Di Australia, para petenis tak hanya bersiap menghadapi kompetisi, tetapi juga menikmati berbagai pengalaman unik di Perth dan Sydney.
Musim panas Australia, United Cup, dan kisah di luar lapangan menjadi kombinasi yang menggugah.
Eva Lys, petenis Jerman berusia 23 tahun, mencuri perhatian bukan karena raketnya, melainkan karena pengakuannya yang jujur dan menghibur: “Aku benci air.”
Kisah ini terjadi di Sydney, tepatnya di kolam pasang surut Wylie’s Baths, dekat Pantai Coogee.
Saat sebagian besar Tim Jerman United Cup menikmati segarnya air laut, Eva Lys memilih bertahan di pinggir.
Melalui kolom komentar unggahan Instagram, petenis peringkat 40 dunia itu mengungkapkan alasannya dengan lugas—ia memang tidak menyukai air.

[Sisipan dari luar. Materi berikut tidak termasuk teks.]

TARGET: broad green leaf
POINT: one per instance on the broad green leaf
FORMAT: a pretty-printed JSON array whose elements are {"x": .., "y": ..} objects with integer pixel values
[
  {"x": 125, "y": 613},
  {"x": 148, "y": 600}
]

Komentarnya langsung memicu reaksi sesama petenis. Leylah Fernandez memberi dukungan dengan menulis, “Itu aku 2 tahun lalu.” Tak kalah mengundang senyum, Lys membalas, “Tolong selamatkan aku.”
Namun, drama kecil itu berakhir manis. Eva Lys akhirnya berhasil mengalahkan ketakutannya dan masuk ke kolam pasang surut tersebut, ditemani rekan setimnya seperti Alexander Zverev, Laura Siegemund, Kevin Krawietz, Patrick Zahraj, dan Mina Hodzic.
Momen itu menjadi salah satu kisah ringan namun berkesan jelang United Cup.
United Cup memang dikenal bukan sekadar turnamen pembuka musim WTA dan ATP, tetapi juga ajang kebersamaan tim nasional.
Tim Argentina menyambangi Kebun Binatang Perth, Tim Italia bertemu quokka di Pulau Rottnest, sementara Tim Jerman memilih pendinginan di perairan Sydney.
Bagi Eva Lys, United Cup 2026 juga menjadi momentum penting dalam kariernya.
Ia menjalani debut di United Cup setelah musim 2025 yang luar biasa. Lys melesat 91 peringkat di Peringkat PIF WTA, sebuah lompatan signifikan yang menandai kebangkitannya di level elite.
Prestasinya musim lalu termasuk lolos kualifikasi hingga babak keempat Australian Open, serta menembus perempat final WTA 1000 pertamanya di Beijing.
Pencapaian itu membuatnya masuk nominasi Pendatang Baru Terbaik WTA.